Mueran los tiranos, decían en Fuenteovejuna en la España de Lope de Vega. Coplas y decires que estuvieron en los labios y el corazón de toda la gente que amó a la gente desde el comienzo de los tiempos.
Las hubiera podido decir Soledad Cruz.
Siempre pensé que a gente como Soledad es mejor tenerla de amiga que de enemiga, porque era brava cuando se enojaba. Pero lo mejor que te puede pasar en la vida, y aún después, es poder llamarla hermana.
Para ello no basta querer a la gente. Hay que odiar a los tiranos.
La lluvia había cesado. Soledad miraba con angustia los ojos de los niños y leía en ellos su hambre. Era el peor momento de la guerra de resistencia. Era el peor momento porque habían actuado con enorme eficiencia; porque sólo ellos resistían en toda esa región selvática. Y el enemigo los buscaba implacablemente.
Ahora, muerto el Mariscal López y saqueado el Paraguay entero, sólo el puñado de héroes de Ledesma combatía y hacía estragos entre las tropas ocupantes. El sufrido coraje paraguayo se demostraba una vez más en aquellos pynandí escondidos en la selva, en aquellas mujeres indias que introducían sus senos resecos en la boca de sus pequeños hijos con hambre.
La lógica de la guerra regía la lógica de la vida.

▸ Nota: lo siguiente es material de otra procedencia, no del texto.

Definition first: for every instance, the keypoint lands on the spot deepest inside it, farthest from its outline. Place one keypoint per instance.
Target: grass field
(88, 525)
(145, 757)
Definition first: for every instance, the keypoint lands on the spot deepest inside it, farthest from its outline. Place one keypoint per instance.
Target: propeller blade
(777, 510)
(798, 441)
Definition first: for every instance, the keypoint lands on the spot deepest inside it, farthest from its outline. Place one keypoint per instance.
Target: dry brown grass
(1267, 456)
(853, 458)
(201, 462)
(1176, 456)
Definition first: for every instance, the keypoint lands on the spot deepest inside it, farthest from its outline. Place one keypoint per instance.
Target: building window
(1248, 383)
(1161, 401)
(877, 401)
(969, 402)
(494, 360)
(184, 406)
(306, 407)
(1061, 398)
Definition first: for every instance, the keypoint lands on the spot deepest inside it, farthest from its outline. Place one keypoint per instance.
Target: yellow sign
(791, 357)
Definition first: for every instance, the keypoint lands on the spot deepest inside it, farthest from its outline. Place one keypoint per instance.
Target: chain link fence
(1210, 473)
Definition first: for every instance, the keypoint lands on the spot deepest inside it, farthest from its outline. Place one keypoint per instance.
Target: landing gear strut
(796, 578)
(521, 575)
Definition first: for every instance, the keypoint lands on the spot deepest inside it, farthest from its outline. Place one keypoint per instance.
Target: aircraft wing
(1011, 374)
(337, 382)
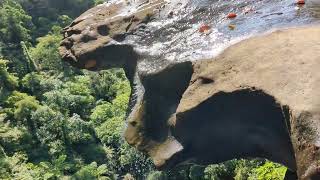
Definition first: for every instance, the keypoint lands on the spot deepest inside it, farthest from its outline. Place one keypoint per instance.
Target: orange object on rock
(232, 15)
(204, 28)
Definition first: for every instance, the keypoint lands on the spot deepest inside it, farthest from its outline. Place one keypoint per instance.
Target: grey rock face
(258, 98)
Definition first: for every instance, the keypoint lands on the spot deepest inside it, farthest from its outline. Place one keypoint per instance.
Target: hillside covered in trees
(57, 122)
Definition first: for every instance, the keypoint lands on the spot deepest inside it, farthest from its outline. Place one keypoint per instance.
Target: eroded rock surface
(259, 98)
(284, 65)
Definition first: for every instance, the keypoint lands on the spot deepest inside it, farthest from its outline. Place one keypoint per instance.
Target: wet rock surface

Los bebés aprendían a callarse cuando los soldados invasores andaban cerca. Las familias se había acostumbrado a aquella vida errante y guerrera. Andrajos descoloridos eran las ropas de todos, y andrajos eran las banderas tricolores de las tres franjas horizontales o de la roja franja diagonal. La gente de Cambacuá y los campesinos paraguayos eran ahora difícilmente distinguibles entre sí, excepto por el tipo de cabello, o por un examen cercano de los rasgos; pero como la vida continuaba, los romances interétnicos tendían a borrar hasta esa diferencia genética.
Pero si la vida continuaba, el cultivo de la memoria diferenciada también. Las muchachas negras entregaban por un momento sus bebés recién nacidos a Soledad para que los bañara de Luna; y las muchachas paraguayas tenían su propia abuela-rezadora, la Felipa Aquino, para sus consultas fundamentales.